Health care organizations are trying to increase the diversity of their C-suite, but minorities are still significantly underrepresented—and one minority physician argues that speaking out about discrimination "can be a killer professionally," Shelby Livingston writes for Modern Healthcare.

Q&A: How to build a diverse leadership bench

Minorities remain rare in health care C-suites

Just 14% of hospital board members and 9% of CEOs are minorities, according to a study by the American Hospital Association's Institute for Diversity and Health Equity—figures that haven't budged since 2013. Further, only 11% of hospital executive leaders are minorities, a number that actually declined from 12% in 2013.

Livingston spoke to professionals pursuing their master's degrees in health administration at the University of Alabama at Birmingham, writing that "the safety of a classroom setting" enabled them to discuss discrimination and other sensitive workplace topics. Some said they must follow unwritten codes of conduct to ensure their career progress.

Julian Booker, a black associate professor and the medical director of cardiovascular imaging at the University of Alabama, Birmingham, said, "Speaking too much can be a killer professionally. If I speak about my experiences, then I'm perceived as weak, or I'm perceived as angry. I'm perceived as not a team player; I'm perceived as a troublemaker. So to talk about these things openly and professionally, you're setting yourself up for failure."

Similarly, Wardrick Griffin, the assistant chief of practice officer at Gadsden Regional Medical Center in Alabama, who is also black, said, "We're not to a comfortable place where I can have that kind of real discussion at my work environment without some repercussions in some form or fashion, which makes us uncomfortable to speak our truth."

One minority CEO's advice: Don't be afraid of conversations

According to Gene Woods, the CEO of Atrium Health, who is both black and Spanish, part of the problem is that "we're still uncomfortable talking about matters of race."

Woods advises CEOs to overcome that discomfort and "have a conversation with their board.
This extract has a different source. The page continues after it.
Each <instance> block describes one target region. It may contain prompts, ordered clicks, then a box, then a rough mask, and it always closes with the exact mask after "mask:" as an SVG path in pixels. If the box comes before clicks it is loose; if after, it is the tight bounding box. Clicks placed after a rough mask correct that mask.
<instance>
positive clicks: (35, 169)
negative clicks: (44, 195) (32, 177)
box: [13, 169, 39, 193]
How do we reflect our communities? Where do we need additional voices in the room for those who aren't represented in our conversations?"
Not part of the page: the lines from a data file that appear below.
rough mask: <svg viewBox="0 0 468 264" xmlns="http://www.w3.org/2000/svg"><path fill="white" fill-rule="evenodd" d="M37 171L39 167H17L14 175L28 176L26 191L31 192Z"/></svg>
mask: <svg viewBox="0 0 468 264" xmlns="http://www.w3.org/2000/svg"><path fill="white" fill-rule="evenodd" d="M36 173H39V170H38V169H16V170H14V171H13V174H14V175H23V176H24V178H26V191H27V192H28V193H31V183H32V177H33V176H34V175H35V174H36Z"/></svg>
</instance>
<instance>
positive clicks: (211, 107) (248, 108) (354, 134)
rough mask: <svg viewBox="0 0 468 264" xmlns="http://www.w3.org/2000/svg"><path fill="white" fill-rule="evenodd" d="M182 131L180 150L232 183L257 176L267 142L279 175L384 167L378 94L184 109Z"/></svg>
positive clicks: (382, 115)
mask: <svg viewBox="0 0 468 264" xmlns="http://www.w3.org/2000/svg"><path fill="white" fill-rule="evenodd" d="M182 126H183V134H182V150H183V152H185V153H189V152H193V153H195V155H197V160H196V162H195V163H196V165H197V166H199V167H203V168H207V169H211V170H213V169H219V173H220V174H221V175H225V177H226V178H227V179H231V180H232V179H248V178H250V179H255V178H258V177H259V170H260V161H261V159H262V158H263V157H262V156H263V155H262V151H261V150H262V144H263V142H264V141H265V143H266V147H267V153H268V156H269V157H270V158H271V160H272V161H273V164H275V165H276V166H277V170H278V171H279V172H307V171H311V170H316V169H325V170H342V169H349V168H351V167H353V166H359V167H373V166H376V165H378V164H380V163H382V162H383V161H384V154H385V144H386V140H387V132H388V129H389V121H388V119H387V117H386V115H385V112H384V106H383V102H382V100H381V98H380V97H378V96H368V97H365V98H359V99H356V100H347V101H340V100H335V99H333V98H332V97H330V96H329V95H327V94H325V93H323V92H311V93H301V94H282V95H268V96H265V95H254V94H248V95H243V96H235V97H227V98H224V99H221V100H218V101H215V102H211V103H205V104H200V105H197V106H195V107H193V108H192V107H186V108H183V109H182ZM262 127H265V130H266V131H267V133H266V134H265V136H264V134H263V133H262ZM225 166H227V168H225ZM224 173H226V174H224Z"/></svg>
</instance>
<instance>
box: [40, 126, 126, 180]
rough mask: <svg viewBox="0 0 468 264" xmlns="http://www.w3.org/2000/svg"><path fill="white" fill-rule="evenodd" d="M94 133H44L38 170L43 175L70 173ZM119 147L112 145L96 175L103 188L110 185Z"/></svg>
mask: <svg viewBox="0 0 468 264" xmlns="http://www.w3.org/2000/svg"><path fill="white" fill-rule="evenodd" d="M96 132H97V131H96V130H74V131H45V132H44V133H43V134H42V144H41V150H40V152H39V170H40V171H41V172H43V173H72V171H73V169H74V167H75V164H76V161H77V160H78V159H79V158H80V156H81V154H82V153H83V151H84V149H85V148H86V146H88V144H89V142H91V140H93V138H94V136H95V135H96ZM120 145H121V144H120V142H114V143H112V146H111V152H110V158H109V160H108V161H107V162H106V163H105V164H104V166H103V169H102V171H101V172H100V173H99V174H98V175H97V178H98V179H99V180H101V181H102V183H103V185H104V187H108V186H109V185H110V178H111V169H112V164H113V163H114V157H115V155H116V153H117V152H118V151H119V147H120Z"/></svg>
Atrium has made progress on diversifying its own leadership ranks: About one-third of its board positions are held by minorities, according to Woods. "You start thinking about who needs to be represented in solving for these social determinants of health," Woods explained. "You start thinking about the police officers that need to be brought into the conversation, the schools that need to be brought in, the businesses, and once you start working from that perspective you start getting the diverse voices that you need to solve those issues. Maybe some of those voices need to be more present inside of the organization."
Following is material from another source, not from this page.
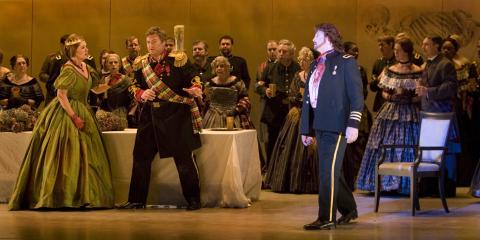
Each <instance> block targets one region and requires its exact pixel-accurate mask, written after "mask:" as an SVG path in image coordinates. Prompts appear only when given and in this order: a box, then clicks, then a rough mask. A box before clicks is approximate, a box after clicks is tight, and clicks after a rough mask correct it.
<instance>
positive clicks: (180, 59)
mask: <svg viewBox="0 0 480 240" xmlns="http://www.w3.org/2000/svg"><path fill="white" fill-rule="evenodd" d="M168 56H169V57H174V58H175V62H174V63H173V65H174V66H175V67H183V66H185V64H186V63H187V60H188V56H187V54H186V53H185V52H183V51H172V52H171V53H170V54H168Z"/></svg>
Why diversity in the C-suite matters to patients

A diverse C-suite can contribute meaningfully to patients' care, Livingston writes. According to a 2003 study from the Johns Hopkins University School of Medicine, black patients who saw doctors who were also black reported being more satisfied with their care and rated their doctors as "more participatory" than patients who saw doctors of another race.

Antoinette Hardy-Waller, the CEO of the Leverage Network and a member of the board of stewardship trustees at Catholic Health Initiatives, said, "Until you get individuals who understand and appreciate the culture and the challenges within (minority) communities, you can't address the risks and implications that the individuals in those communities go through."

According to Hardy-Waller, the best way to create a culture of understanding is to ensure that minorities are represented on hospital boards. "People will say that, 'We want to be diverse, but we can't find the diverse talent,'" said Hardy-Waller. "I know for a fact that there's huge diverse talent out there and they're hiding in plain sight" (Livingston, Modern Healthcare, 2/24).